Uit de terzake van deze controle door Pump opgestelde diergeneeskundige verklaring van 1 februari 2011 over “stal 2 jongveestal” blijkt, samengevat weergegeven, het volgende.
Ten aanzien van de ongeveer 205 gestalde runderen is sprake van het onthouden van de nodige verzorging. De huisvesting is slecht. De meeste dieren beschikken niet over een schone en droge ligplaats. Een aantal hokken is overbevolkt. De nodige verzorging van de dieren is slecht.
Herstel ter plaatse is mogelijk. De huisvesting en de verzorging van de dieren dienen aangepast te worden. Met name dienen alle dieren te beschikken over een droge en schone ligplaats en dient de overbevolking teruggebracht te worden door dieren over te plaatsen. Het wordt niet noodzakelijk geacht de dieren mee te nemen.
Uit de terzake van deze controle door Pump opgestelde diergeneeskundige verklaring van 31 januari 2011 over “stal 3 ligboxenstal” blijkt, samengevat weergegeven, het volgende.
De huisvesting is slecht. De loopgangen en ligboxen zijn te nat en bevuild met een dikke laag mest.
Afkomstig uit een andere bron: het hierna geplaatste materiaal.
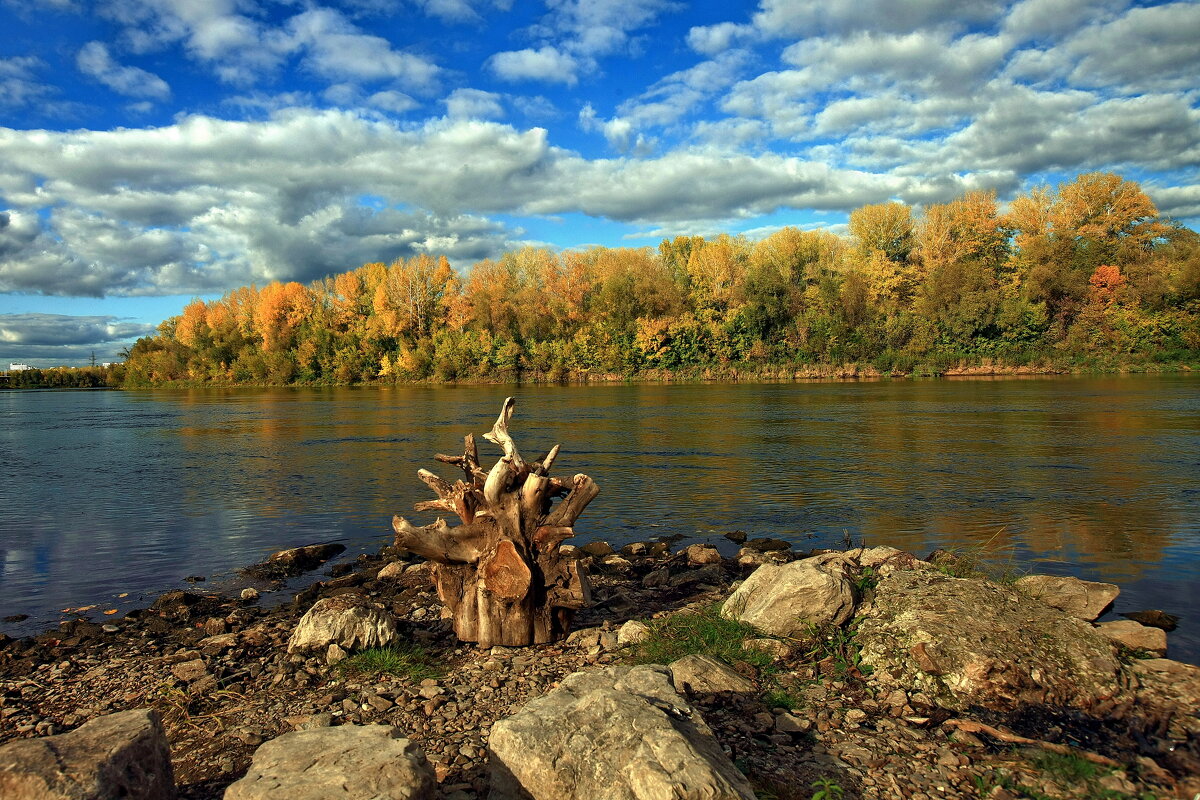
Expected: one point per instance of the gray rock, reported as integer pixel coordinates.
(786, 600)
(702, 554)
(966, 642)
(633, 632)
(1083, 599)
(349, 762)
(707, 675)
(121, 756)
(621, 733)
(349, 621)
(1135, 636)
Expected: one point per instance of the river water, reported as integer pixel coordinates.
(105, 493)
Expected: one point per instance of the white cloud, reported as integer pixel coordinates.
(473, 103)
(61, 329)
(96, 62)
(545, 64)
(336, 49)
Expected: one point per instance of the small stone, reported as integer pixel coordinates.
(1135, 636)
(334, 654)
(633, 632)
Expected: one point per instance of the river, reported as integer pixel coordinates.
(106, 493)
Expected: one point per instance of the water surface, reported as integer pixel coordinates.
(108, 492)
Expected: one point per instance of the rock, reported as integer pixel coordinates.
(121, 756)
(349, 621)
(286, 564)
(786, 600)
(966, 642)
(777, 648)
(633, 632)
(598, 549)
(706, 675)
(619, 733)
(1083, 599)
(1135, 636)
(334, 654)
(1153, 618)
(190, 671)
(393, 571)
(702, 554)
(348, 762)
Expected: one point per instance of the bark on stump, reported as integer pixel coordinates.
(499, 572)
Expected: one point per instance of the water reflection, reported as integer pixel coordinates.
(107, 492)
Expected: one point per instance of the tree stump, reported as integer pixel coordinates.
(499, 572)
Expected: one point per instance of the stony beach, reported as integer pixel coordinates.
(921, 679)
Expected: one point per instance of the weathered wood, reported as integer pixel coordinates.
(501, 573)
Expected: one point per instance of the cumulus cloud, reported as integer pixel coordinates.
(60, 329)
(95, 61)
(546, 64)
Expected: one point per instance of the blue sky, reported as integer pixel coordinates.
(157, 150)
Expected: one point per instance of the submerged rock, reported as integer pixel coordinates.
(120, 756)
(286, 564)
(621, 733)
(1135, 636)
(1083, 599)
(969, 642)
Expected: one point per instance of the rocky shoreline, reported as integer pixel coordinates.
(887, 677)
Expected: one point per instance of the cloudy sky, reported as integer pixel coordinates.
(157, 150)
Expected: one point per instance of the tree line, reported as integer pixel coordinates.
(1087, 275)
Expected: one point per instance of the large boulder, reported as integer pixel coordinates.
(965, 642)
(121, 756)
(787, 599)
(351, 621)
(349, 762)
(1083, 599)
(621, 733)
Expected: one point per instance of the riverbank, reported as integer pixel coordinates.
(823, 708)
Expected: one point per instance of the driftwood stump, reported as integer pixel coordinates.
(499, 572)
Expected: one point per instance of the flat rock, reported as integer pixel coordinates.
(965, 642)
(703, 674)
(1135, 636)
(351, 621)
(117, 757)
(619, 733)
(348, 762)
(1083, 599)
(786, 600)
(293, 561)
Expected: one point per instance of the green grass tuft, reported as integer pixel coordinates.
(408, 661)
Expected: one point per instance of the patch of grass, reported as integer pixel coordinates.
(408, 661)
(827, 789)
(702, 632)
(1068, 769)
(780, 698)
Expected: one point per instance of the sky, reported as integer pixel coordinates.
(153, 151)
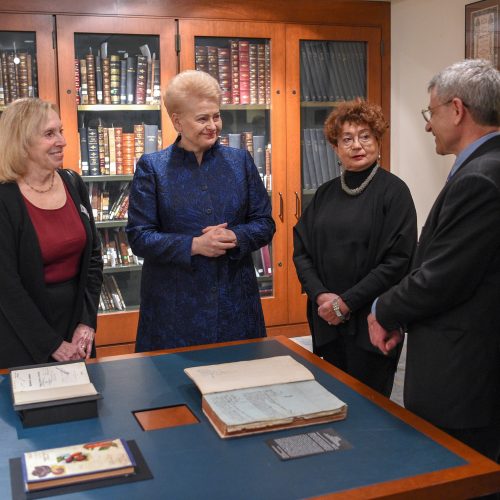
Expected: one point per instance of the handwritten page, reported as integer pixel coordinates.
(277, 403)
(54, 382)
(244, 374)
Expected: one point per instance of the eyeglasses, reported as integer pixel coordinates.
(364, 139)
(427, 113)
Op de dichte vloer hoopt mest zich op. Er is geen zelfbewegende mestschuif aanwezig. De mest wordt met een schoffel naar muren geschoven waar de mest zich ophoopt. Dit is zeer bewerkelijk en de nattigheid wordt niet verwijderd. Er ontstaan plassen van drijfmest. Door de nattigheid wordt het hoorn van de klauwen van de dieren week en kunnen er makkelijker ontstekingen ontstaan.
De ligboxen zijn te nat en bevuild met mest en modder. De dieren beschikken niet over een droge en schone ligplaats. Ongeveer 50% van de dieren is in meer of mindere mate vermagerd.
Het afdak aan de zijkanten van de ligboxenstal is vrij kort waardoor bij regen het ruwvoer nat kan worden. Aan een kant van de stal lag zeer nat en deels bevuild ruwvoer.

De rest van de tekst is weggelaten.